Let’s discuss a bit about how a tracepoint works. Tracepoints are hooks that are inserted into points of code of interest and call a certain function of your choice (also known as a function probe). Inorder for the tracepoint to do anything, you have to register a function using tracepoint_probe_register. Multiple functions can be registered in a single hook. Once your tracepoint is hit, all functions registered to the tracepoint are executed. Also note that if no function is registered to the tracepoint, then the tracepoint is essentially a NOP with zero-overhead. Actually that’s a lie, there is a branch (and some space) overhead only although negligible.

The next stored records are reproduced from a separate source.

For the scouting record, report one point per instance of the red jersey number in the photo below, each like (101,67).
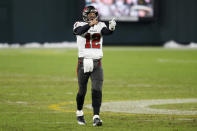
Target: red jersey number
(93,39)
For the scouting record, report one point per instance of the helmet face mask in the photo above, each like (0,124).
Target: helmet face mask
(88,13)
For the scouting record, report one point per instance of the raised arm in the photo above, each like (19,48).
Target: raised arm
(81,29)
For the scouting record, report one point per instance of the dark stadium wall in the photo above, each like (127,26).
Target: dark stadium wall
(24,21)
(5,21)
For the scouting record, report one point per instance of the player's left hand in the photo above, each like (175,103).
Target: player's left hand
(112,24)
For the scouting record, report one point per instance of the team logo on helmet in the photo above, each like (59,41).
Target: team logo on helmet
(87,10)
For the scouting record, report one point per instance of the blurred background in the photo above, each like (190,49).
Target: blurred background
(140,22)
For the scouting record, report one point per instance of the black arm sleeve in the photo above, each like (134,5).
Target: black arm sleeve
(106,31)
(81,29)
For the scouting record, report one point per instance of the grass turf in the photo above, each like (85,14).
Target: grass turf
(31,80)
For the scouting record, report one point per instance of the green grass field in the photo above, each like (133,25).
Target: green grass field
(38,88)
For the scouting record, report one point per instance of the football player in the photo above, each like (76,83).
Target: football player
(89,34)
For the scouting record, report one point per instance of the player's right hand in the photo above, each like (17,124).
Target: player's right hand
(93,22)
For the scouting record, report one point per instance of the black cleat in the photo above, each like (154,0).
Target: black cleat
(97,122)
(81,120)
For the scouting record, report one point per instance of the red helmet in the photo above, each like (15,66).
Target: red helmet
(87,10)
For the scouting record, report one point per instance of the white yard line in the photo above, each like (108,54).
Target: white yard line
(142,106)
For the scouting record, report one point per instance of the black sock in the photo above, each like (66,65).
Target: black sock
(80,101)
(96,101)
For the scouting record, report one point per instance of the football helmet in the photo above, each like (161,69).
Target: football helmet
(87,10)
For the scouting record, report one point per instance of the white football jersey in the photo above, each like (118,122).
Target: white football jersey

Here is the heart of the code that executes when a tracepoint is hit:

1
2
3
4
5
6
7
8
9
10
11
12
13
14
15
#define __DECLARE_TRACE(name, proto, args, cond, data_proto, data_args) \
        extern struct tracepoint __tracepoint_##name;                   \
        static inline void trace_##name(proto)                          \
        {                                                               \
                if (static_key_false(&__tracepoint_##name.key))         \
                        __DO_TRACE(&__tracepoint_##name,                \
                                TP_PROTO(data_proto),                   \
                                TP_ARGS(data_args),                     \
                                TP_CONDITION(cond),,);                  \
                if (IS_ENABLED(CONFIG_LOCKDEP) && (cond)) {             \
                        rcu_read_lock_sched_notrace();                  \
                        rcu_dereference_sched(__tracepoint_##name.funcs);\
                        rcu_read_unlock_sched_notrace();                \
                }                                                       \
        }                                                   

The static_key_false in the above code will evaluate to false if there’s no probe registered to the tracepoint.

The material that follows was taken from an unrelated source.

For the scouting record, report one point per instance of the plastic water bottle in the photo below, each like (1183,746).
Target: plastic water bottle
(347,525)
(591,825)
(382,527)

Digging further, __DO_TRACE does the following in include/linux/tracepoint.h

1
2
3
4
5
6
7
8
9
10
11
12
13
14
15
16
17
18
19
20
21
#define __DO_TRACE(tp, proto, args, cond, prercu, postrcu)              \
        do {                                                            \
                struct tracepoint_func *it_func_ptr;                    \
                void *it_func;                                          \
                void *__data;                                           \
                                                                        \
                if (!(cond))                                            \
                        return;                                         \
                prercu;                                                 \
                rcu_read_lock_sched_notrace();                          \
                it_func_ptr = rcu_dereference_sched((tp)->funcs);       \
                if (it_func_ptr) {                                      \
                        do {                                            \
                                it_func = (it_func_ptr)->func;          \
                                __data = (it_func_ptr)->data;           \
                                ((void(*)(proto))(it_func))(args);      \
                        } while ((++it_func_ptr)->func);                \
                }                                                       \
                rcu_read_unlock_sched_notrace();                        \
                postrcu;                                                \
        } while (0)

There’s a lot going on there, but main part is the loop that goes through all function pointers (probes) that were registered to the tracepoint and calls them one after the other.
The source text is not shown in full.